As individual followers of Christ, we grow spiritually just as children grow physically, intellectually and emotionally. Little children are on the steepest part of the learning curve but at the same time they are the most limited in terms of participating in their own education. They learn primarily by observation. So also do we learn Christ. When we commit our lives to Him, we begin the life of the new creation. We are like infants toward Him. We learn who He is by spending time with Him and His people—people who display His life. That’s how we get to know His Father, too. As Jesus pointed out to Philip, “Whoever has seen me has seen the Father” (John 14:9).

You might object, saying that we are learning by experience in addition to observation. It seems to me, however, that experience is observation, as we live with the aftermath of a decision. There is a saying among surgeons: “Good judgement comes from experience, and experience comes from bad judgement.” Of course, the sooner the consequence follows on the decision, the easier it is for us to make the connection between the two.

For my own part, I am coming to see how little I know Jesus Christ and His ways. I try to walk, only to stumble and fall. I recognize in myself a lack of His characteristics. But I keep getting up and going back to Him. I have decided that I want to know Him, and not merely know about Him. The knowledge that counts is the knowledge that enlarges and solidifies His life in me.

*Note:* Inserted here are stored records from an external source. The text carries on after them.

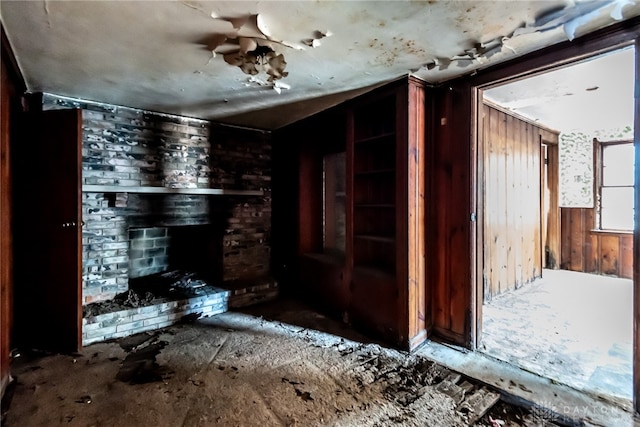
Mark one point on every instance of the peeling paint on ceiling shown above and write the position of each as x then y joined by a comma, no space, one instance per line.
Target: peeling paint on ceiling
169,56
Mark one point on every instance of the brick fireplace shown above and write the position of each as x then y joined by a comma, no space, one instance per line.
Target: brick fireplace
162,192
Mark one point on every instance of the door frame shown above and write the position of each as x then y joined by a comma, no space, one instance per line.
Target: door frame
611,38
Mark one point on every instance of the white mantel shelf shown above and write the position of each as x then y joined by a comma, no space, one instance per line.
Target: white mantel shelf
167,190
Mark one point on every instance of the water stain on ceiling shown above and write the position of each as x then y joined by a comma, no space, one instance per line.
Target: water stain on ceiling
256,61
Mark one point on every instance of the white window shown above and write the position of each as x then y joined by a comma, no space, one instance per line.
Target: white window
616,185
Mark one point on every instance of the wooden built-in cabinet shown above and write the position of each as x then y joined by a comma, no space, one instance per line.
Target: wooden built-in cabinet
378,281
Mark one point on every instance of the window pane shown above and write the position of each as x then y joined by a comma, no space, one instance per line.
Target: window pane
617,164
334,203
617,208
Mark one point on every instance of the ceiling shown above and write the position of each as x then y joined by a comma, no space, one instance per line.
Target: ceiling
182,57
593,95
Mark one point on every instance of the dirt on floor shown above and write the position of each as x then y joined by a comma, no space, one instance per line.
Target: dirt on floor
249,369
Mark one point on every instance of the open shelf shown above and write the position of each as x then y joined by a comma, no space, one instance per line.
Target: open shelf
375,138
167,190
374,172
376,238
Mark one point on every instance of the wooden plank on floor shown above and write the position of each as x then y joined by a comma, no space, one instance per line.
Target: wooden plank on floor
609,255
626,256
478,403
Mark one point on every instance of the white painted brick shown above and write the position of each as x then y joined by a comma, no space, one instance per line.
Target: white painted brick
101,332
155,320
115,245
144,316
128,326
115,260
88,341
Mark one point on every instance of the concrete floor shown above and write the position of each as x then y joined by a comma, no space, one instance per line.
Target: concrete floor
236,369
282,364
574,328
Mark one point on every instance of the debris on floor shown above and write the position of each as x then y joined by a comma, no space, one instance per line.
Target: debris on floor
238,369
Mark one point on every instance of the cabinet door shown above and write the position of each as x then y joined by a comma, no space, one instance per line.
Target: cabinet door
48,305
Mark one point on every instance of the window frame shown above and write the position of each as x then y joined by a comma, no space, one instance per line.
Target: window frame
598,168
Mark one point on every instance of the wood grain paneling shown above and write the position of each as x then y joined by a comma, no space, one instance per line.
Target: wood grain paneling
12,88
5,230
513,229
449,245
379,282
589,251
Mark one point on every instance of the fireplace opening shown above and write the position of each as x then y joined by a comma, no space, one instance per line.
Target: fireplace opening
168,263
158,255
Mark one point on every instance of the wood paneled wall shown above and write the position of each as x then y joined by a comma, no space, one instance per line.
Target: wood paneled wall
449,229
11,90
594,251
515,215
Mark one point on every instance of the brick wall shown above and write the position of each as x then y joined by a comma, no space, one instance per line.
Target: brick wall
130,148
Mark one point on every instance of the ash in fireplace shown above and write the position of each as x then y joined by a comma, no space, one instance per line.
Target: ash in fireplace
152,290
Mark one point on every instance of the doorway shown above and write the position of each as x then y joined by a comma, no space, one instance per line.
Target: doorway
556,284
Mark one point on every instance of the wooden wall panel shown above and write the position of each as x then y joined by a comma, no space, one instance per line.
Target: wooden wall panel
449,240
12,88
593,251
5,232
513,232
552,242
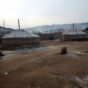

This fragment of a verse from Isaiah 30:15 has been before me: “In returning and rest you shall be saved; in quietness and in trust shall be your strength.” These are the words of the Lord, originally addressed to the people of Israel, but now applicable to us. He asks us to keep turning to Him, to rest in Him, to calmly place our trust in Him—exclusively. These are the conditions under which we learn Christ. Then His life can grow in us in an organic way. Not all at once, but as a process that requires only our continuing consent. 

I am coming to understand that I can’t know Him apart from Him. That is, I can’t know Him apart from spending time in His presence, following Him and paying attention to Him. He alone has the words that give life. The work that He wants to do, in me and in you, is His work and the objective also is His. He is the end of the work of transformation, when His life is fully formed in us.